Aún tenía vida, pero aparentemente ya no tenía conciencia de nada. A las nueve
y media de la mañana expiró. Sábado 31 de octubre de 1998. Tenía 72 años.
–Se
fue apagando lentamente, dulcemente –cuenta una Hermana–. No dijo ninguna
palabra, no podía ni hacía falta, había dicho ya tantas… había dicho tanto con
su vida y con estos días de dolor callado, sufridos en soledad para no hacernos
sufrir. Así, dulce y suave, como había sido su vida, se nos fue al cielo, sin
hacer ningún gesto, sin querer que nos diéramos cuenta… Yo en ese momento,
cuando le cerramos el suero, comprendí, con una evidencia clara y cierta, que
acababa de ver morir a una santa.
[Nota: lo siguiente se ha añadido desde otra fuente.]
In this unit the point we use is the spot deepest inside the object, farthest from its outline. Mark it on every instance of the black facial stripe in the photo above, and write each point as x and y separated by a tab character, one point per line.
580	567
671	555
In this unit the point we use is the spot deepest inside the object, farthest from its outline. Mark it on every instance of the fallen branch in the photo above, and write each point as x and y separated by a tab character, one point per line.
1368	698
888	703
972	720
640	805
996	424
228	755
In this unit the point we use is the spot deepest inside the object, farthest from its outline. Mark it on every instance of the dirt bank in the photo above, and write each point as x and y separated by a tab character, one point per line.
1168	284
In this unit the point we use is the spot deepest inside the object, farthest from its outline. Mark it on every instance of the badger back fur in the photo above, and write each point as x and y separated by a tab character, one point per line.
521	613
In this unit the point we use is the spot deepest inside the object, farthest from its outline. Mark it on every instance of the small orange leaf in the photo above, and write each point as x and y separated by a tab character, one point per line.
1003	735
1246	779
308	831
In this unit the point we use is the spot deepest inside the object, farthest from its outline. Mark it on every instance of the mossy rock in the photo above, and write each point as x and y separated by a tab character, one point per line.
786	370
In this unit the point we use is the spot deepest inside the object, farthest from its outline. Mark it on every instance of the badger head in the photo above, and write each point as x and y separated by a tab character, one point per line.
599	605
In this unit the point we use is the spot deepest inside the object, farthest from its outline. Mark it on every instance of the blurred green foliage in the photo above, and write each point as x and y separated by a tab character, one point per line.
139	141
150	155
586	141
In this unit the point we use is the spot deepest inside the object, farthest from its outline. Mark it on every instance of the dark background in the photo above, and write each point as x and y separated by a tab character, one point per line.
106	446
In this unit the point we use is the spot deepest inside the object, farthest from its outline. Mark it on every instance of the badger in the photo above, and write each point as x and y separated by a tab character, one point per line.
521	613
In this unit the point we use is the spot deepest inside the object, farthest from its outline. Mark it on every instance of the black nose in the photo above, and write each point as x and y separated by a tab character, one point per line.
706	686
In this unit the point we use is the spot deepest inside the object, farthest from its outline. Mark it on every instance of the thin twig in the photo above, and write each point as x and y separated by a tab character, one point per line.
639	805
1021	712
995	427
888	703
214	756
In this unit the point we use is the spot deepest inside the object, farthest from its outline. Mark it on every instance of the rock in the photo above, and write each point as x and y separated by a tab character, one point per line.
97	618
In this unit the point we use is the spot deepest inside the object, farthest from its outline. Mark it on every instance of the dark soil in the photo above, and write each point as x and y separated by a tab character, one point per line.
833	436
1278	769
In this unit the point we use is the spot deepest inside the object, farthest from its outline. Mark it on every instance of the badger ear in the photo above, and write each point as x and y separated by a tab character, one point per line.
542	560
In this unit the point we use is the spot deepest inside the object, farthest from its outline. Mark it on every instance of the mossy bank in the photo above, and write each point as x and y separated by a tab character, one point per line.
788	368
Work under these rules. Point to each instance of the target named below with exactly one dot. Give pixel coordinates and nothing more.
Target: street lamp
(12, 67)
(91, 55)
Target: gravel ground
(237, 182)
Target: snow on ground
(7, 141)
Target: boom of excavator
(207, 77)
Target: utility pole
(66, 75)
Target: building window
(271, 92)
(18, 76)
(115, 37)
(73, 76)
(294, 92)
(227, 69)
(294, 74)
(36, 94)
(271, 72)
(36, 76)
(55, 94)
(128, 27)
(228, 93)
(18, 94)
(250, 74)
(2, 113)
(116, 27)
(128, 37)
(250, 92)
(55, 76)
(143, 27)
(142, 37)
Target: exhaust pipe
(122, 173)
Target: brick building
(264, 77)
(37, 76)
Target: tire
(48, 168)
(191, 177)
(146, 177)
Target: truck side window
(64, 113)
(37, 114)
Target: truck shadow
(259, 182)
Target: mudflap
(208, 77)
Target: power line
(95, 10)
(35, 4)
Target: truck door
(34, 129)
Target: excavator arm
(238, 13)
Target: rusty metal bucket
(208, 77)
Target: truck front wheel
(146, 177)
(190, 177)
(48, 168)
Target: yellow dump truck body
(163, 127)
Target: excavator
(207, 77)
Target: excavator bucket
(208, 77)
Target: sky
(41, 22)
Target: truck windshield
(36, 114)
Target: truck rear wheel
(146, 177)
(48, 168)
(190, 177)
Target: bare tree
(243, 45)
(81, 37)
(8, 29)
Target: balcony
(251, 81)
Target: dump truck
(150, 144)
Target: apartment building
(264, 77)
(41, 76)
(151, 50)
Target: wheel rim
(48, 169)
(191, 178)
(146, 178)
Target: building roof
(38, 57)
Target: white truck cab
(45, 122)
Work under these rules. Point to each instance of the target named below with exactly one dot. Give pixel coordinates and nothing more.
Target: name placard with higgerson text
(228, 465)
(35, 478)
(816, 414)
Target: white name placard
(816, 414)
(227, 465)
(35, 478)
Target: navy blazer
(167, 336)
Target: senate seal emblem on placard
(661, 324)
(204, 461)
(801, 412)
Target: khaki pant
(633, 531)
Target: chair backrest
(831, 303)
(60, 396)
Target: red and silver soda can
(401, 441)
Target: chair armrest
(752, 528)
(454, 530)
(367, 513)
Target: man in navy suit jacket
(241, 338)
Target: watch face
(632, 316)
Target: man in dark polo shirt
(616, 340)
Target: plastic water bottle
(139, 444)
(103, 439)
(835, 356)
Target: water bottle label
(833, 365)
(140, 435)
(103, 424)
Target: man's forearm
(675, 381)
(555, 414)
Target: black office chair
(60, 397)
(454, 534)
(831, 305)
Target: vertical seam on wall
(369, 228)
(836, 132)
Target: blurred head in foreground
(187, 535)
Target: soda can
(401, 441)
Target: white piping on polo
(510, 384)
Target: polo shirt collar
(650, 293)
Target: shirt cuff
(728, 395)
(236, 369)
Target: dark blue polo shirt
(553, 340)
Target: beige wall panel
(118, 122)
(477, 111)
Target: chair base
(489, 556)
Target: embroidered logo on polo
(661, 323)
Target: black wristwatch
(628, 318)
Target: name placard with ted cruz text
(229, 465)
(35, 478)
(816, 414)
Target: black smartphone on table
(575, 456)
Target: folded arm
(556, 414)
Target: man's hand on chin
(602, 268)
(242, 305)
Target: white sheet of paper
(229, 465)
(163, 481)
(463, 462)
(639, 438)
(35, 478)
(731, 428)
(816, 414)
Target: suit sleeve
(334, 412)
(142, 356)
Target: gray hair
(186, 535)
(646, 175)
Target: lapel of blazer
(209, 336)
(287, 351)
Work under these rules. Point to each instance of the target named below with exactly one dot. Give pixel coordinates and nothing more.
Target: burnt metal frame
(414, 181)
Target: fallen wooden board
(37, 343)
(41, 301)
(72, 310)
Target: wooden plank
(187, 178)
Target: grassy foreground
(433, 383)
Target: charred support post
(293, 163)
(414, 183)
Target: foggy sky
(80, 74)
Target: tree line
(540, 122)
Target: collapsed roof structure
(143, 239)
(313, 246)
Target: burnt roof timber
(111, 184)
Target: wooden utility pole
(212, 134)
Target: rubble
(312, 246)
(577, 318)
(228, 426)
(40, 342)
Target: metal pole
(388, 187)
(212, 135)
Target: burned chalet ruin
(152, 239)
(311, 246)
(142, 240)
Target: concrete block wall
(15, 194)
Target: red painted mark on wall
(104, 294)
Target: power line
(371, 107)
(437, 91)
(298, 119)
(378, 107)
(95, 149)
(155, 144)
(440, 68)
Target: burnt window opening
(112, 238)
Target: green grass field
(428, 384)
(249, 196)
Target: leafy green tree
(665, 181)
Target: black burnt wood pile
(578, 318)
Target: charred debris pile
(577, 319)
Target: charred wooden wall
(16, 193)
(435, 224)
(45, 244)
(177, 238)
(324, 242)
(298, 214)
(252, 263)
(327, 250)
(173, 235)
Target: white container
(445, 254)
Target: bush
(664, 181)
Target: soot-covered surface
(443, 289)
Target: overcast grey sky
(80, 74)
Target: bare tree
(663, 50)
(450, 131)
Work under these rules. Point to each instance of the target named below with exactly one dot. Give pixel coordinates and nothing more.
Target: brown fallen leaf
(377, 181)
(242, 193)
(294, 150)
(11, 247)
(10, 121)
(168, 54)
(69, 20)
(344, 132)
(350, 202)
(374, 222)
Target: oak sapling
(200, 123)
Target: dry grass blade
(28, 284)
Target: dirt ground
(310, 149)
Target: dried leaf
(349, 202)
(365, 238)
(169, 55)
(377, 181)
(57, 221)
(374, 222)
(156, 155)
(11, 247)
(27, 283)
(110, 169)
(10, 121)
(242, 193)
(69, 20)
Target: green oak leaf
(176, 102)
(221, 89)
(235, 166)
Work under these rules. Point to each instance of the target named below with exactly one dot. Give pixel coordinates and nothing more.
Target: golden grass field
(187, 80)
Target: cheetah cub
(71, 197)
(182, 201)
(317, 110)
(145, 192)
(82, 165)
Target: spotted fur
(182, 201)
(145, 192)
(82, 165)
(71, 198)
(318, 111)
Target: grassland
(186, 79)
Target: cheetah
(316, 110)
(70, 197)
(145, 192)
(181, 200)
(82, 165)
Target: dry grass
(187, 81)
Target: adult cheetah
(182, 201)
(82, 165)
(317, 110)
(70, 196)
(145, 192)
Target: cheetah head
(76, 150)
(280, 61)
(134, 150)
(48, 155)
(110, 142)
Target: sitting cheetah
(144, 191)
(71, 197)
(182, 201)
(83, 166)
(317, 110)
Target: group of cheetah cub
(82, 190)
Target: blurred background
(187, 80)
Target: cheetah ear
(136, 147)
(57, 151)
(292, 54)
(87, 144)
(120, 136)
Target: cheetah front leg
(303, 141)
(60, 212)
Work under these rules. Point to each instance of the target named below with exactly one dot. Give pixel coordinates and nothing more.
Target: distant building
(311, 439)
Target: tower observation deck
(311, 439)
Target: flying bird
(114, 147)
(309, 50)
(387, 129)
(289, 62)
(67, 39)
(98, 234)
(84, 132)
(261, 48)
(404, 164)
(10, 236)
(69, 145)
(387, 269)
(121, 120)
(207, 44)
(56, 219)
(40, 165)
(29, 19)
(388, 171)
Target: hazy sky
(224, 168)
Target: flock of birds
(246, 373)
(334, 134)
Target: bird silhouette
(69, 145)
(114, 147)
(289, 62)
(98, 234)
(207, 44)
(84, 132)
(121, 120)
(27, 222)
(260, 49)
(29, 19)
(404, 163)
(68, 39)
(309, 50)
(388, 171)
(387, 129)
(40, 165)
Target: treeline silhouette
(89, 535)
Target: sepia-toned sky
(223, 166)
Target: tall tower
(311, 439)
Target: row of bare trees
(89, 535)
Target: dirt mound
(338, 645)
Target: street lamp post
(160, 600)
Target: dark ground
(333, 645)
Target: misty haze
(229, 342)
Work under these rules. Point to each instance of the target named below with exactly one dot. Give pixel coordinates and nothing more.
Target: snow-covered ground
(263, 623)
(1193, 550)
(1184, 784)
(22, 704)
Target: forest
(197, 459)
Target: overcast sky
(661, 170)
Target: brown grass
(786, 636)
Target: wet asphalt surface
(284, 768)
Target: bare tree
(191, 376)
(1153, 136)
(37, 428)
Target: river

Siempre había pensado que las vidas de santos
eran para leerlas en el refectorio, pero en ese momento abarqué una realidad
que quizás tenía en el subconsciente hacía mucho tiempo: «Había vivido con un
alma santa».
Su
muerte fue algo inesperado para las Hermanas. ¿Es posible que tan de repente
haya muerto cuando dos días antes les había hablado en la lectura espiritual y
hecho el rezo en cruz y de rodillas en la capilla?
Es
un silencio lleno de lágrimas el que corre por la Casa Madre.
Preguntó
el doctor Gallardo:
–¿Será
enterrada en el mismo convento?
Le
respondió la Vicaria:
–No
podrá ser porque mañana es domingo y el lunes es también festivo por traslado
de la festividad de Todos los Santos al lunes y no habrá posibilidad de
conseguir los permisos pertinentes.
Al
volver horas después el doctor para extender el certificado de defunción, la
Vicaria le dijo que se había producido el primer «milagro». A pesar de ser
domingo, había sido autorizado por Sanidad (cuyo director se encontraba en
Barcelona) para poder ser enterrada dos días después y en el convento sin
necesidad de proceder a su embalsamamiento, y por otro lado la Autoridad
Eclesiástica había autorizado la inhumación en la Cripta del convento que ocupó
Sor Ángela hasta su beatificación.
–¿No
cree que esto se puede considerar como un signo especial después de su muerte?
Bajado
el cadáver a la capilla, allí estará durante dos días entre el fervor y rezo de
las Hermanas, que de todas las casas iban llegando para darle el último adiós,
y el revuelo de los sevillanos, que en gentío enorme se arremolinó en torno al
convento en cuanto corrió la noticia de su muerte por Sevilla. Comenzaron a llegar personas de toda clase
social: antiguas alumnas, sus pobres tan queridos, bienhechores, sacerdotes,
religiosos, autoridades… La gente pasaba medallas, rosarios y estampas y
luego los besaban. Y traían ramos de flores. Y muchos sacerdotes oficiaron
misas, unas tras otras, durante estos tres días de velatorio. No faltaron
tampoco las representaciones de las Cofradías sevillanas. Por allí aparecieron
los hermanos mayores de la Amargura, la Macarena, el Amor…
El
lunes día 2, conmemoración de los fieles difuntos, a las 12 de la mañana, se celebraron
las exequias. Presidió la Eucaristía el arzobispo de Sevilla, Carlos Amigo
Vallejo, acompañado de cuarenta y nueve sacerdotes. La iglesia, llena, y
multitud de gente en la calle.
Terminado
el funeral, se formó la procesión para depositar los restos de María de la
Purísima en la cripta. El féretro fue llevado por nueve Hermanas que se fueron
turnando hasta cuatro veces; detrás, iba el Consejo y familiares de la difunta:
su cuñada Mercedes Ojembarrena, viuda de su hermano Guillermo, y sus sobrinos Guillermo
y Olga. A continuación las Hermanas; y cerrando la procesión, los cuarenta y
nueve sacerdotes con el arzobispo. Depositaron el féretro en el sepulcro donde
Sor Ángela había estado enterrada durante 50 años.
La
portada del ABC de Sevilla del martes
3 de noviembre es elocuente. Unas Hermanas de la Cruz que llevan el féretro con
los restos mortales de María de la Purísima. Una de ellas, con una mano en el
rostro quiere tapar su dolor y sus lágrimas.
La
exclamación de muchos devotos ante su cadáver o ante su tumba, al depositar un
ramo de flores, fue constante:
–¡Ha
muerto una santa!
O
lo que dijo esa Hermana:
–¡Se
nos fue al cielo!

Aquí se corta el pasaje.